A Santa Vittoria di Reggio Emilia, il gradino più basso della piramide sociale è occupato dai braccianti, i proletari della terra. Il bracciante d’inverno sente i morsi della fame, perché il campo non ha bisogno che di poche cure, e il lavoro scarseggia. Si mangia polenta, solo polenta; mai un boccone di carne. E si muore di pellagra. La morte è una presenza costante e il suono di una marcia funebre copre tutti i giorni la strada che dalla chiesa porta al cimitero. E allora, per guadagnare una dignità umana, ci si inventa di tutto, anche un nuovo modo di vivere e di lavorare. Suonare quando il campo è addormentato, durante le feste di carnevale, o per quelle dei santi; suonare per tutte le ricorrenze e con un unico scopo: costruire una vita migliore.
Questa è anche la storia di Arnaldo Bagnoli, violinista virtuoso, un uomo semplice e nobile al tempo stesso. Arnaldo faceva il liscio, la musica da ballo peccaminosa e sgradita ai preti, perché i giovani la ballavano allacciati, piroettando in turbini di desiderio e di carezze celate agli sguardi severi dei genitori. Oggi dici liscio e pensi subito a certi intrattenimenti un po’ bizzarri, ma una volta era una cosa diversa, non una cosa più seria o più raffinata, semplicemente diversa. Il liscio era la musica nella quale una generazione di uomini di fatica riconosceva il proprio emblema. Come ricorda Carmelo Mario Lanzafame, era la musica del socialismo, che tumultuoso a passo di valzer si diffondeva nelle campagne, di pari passo con la nascita delle prime cooperative. Era la musica che si ballava nei festival, nelle balere: luoghi magici, che impresari stravaganti trasportavano in blocchi nella campagna, e che poi si montavano con l’unico scopo di far innamorare le persone.
Ti pare di vederli, i festival; se ne stanno lì, in mezzo al niente, come navi che solcano mari oscuri, illuminati dalla calda luce dell’acetilene. Pavimenti di legno, lunghi anche settanta metri, tirati a lucido come i parquet dei signori per fare scivolare meglio le scarpette dei ballerini. L’orchestra al centro della sala e tutt’intorno le coppie a volteggiare. Valzer, mazurke, polke, e tanghi; un ballo dopo l’altro. E poi un preludio d’opera, di quelli che si ascoltano dagli organetti o dalle bande di paese, per rompere il ritmo della serata e per fare riposare i danzatori.
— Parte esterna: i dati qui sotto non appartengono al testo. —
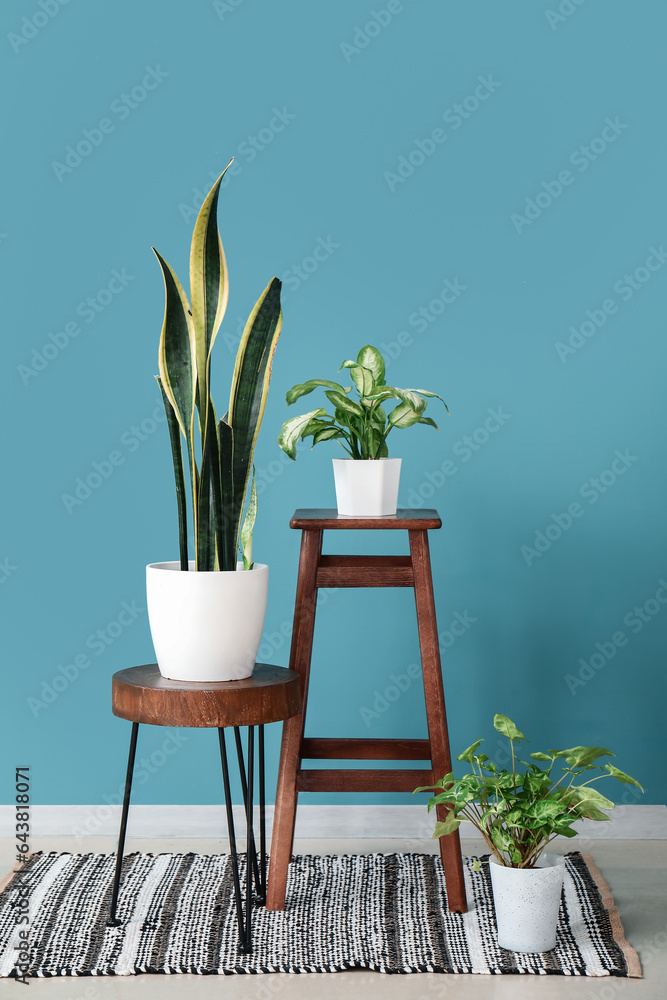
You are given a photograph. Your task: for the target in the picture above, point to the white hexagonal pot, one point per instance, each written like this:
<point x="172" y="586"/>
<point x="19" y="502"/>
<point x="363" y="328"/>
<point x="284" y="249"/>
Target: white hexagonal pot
<point x="206" y="626"/>
<point x="527" y="901"/>
<point x="367" y="487"/>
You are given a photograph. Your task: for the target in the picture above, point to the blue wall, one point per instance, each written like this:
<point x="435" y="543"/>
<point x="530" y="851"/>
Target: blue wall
<point x="517" y="152"/>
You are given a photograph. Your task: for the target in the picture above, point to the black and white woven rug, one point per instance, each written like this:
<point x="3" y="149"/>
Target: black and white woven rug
<point x="382" y="912"/>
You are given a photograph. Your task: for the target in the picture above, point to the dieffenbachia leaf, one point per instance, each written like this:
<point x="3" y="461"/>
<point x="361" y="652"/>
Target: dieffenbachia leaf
<point x="344" y="403"/>
<point x="369" y="357"/>
<point x="293" y="428"/>
<point x="303" y="388"/>
<point x="362" y="377"/>
<point x="433" y="395"/>
<point x="403" y="416"/>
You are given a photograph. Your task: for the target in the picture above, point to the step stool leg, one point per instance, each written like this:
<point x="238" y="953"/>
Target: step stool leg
<point x="284" y="817"/>
<point x="450" y="846"/>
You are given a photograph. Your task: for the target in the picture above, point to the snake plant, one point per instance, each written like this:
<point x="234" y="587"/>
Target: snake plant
<point x="219" y="451"/>
<point x="360" y="425"/>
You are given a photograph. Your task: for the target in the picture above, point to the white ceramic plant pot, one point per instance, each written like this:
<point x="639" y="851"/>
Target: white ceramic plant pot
<point x="527" y="902"/>
<point x="367" y="488"/>
<point x="206" y="626"/>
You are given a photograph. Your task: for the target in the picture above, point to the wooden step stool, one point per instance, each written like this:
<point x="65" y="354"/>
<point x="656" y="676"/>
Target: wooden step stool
<point x="316" y="570"/>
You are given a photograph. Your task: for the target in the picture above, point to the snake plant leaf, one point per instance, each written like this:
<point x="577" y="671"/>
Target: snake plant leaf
<point x="370" y="357"/>
<point x="209" y="287"/>
<point x="303" y="388"/>
<point x="362" y="377"/>
<point x="344" y="403"/>
<point x="209" y="501"/>
<point x="227" y="556"/>
<point x="622" y="776"/>
<point x="176" y="353"/>
<point x="403" y="416"/>
<point x="250" y="386"/>
<point x="431" y="395"/>
<point x="248" y="525"/>
<point x="293" y="428"/>
<point x="177" y="462"/>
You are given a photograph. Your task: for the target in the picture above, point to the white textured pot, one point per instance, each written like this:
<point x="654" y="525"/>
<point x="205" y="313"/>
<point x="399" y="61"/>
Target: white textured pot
<point x="527" y="902"/>
<point x="206" y="626"/>
<point x="367" y="488"/>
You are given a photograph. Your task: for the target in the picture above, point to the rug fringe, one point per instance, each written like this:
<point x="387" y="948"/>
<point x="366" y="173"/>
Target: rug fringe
<point x="17" y="867"/>
<point x="631" y="956"/>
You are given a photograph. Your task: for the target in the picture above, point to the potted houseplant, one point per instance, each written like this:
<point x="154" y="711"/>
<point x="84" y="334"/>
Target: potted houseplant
<point x="518" y="813"/>
<point x="207" y="614"/>
<point x="367" y="481"/>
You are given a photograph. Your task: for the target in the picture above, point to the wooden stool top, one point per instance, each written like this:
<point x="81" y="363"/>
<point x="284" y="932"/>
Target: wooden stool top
<point x="142" y="694"/>
<point x="319" y="519"/>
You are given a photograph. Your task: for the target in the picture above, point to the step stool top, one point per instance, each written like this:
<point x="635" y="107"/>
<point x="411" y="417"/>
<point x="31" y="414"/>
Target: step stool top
<point x="326" y="518"/>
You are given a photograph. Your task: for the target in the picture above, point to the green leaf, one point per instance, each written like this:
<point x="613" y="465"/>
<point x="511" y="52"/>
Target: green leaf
<point x="506" y="727"/>
<point x="431" y="395"/>
<point x="415" y="402"/>
<point x="362" y="377"/>
<point x="176" y="353"/>
<point x="248" y="525"/>
<point x="177" y="461"/>
<point x="369" y="357"/>
<point x="344" y="403"/>
<point x="449" y="826"/>
<point x="466" y="755"/>
<point x="209" y="539"/>
<point x="583" y="756"/>
<point x="303" y="388"/>
<point x="403" y="416"/>
<point x="293" y="428"/>
<point x="227" y="558"/>
<point x="544" y="809"/>
<point x="209" y="287"/>
<point x="250" y="387"/>
<point x="327" y="433"/>
<point x="622" y="776"/>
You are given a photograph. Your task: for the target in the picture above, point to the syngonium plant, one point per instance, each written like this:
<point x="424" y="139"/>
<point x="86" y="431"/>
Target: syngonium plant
<point x="360" y="425"/>
<point x="219" y="452"/>
<point x="519" y="812"/>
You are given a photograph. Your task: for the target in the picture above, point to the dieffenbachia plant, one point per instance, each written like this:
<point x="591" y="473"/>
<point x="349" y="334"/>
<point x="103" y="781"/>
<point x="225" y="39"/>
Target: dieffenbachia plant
<point x="219" y="452"/>
<point x="519" y="812"/>
<point x="361" y="425"/>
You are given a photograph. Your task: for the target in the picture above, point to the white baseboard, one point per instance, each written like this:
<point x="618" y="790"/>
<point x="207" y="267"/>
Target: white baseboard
<point x="633" y="822"/>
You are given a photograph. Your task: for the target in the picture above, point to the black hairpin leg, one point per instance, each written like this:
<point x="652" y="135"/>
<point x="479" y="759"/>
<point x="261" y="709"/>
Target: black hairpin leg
<point x="251" y="857"/>
<point x="245" y="943"/>
<point x="252" y="849"/>
<point x="262" y="818"/>
<point x="113" y="920"/>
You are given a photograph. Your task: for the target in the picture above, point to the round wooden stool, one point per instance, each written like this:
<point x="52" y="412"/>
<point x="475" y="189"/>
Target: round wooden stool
<point x="271" y="694"/>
Gli sguardi appassionati, i sorrisi; la danza che cura con l’oblio la pesantezza della vita.
Se le musiche di Arnaldo Bagnoli, seppur in frammenti, sono tornate alla luce come tesori nascosti che il tempo aveva seppellito nella memoria, il merito è di Andrea Bonacini, presidente di Shéhérazade. Gli arrangiamenti di Davide Bizzarri e il lavoro degli altri membri del gruppo, di Riccardo Tesi e Claudio Carboni, hanno fatto il resto. Ci siamo divertiti a giocare con la tradizione, ad alternare brani in versione filologica ad altri più creativi, in uno sforzo di elaborazione che nasce da un confronto costante. Mi piace poter dire, adesso che tutto è terminato, che questo lavoro non è la fine di un percorso ma un nuovo inizio, un’esperienza che non ha nessuna vocazione antiquaria, ma che vuole fare del passato un presente da rilanciare nel futuro.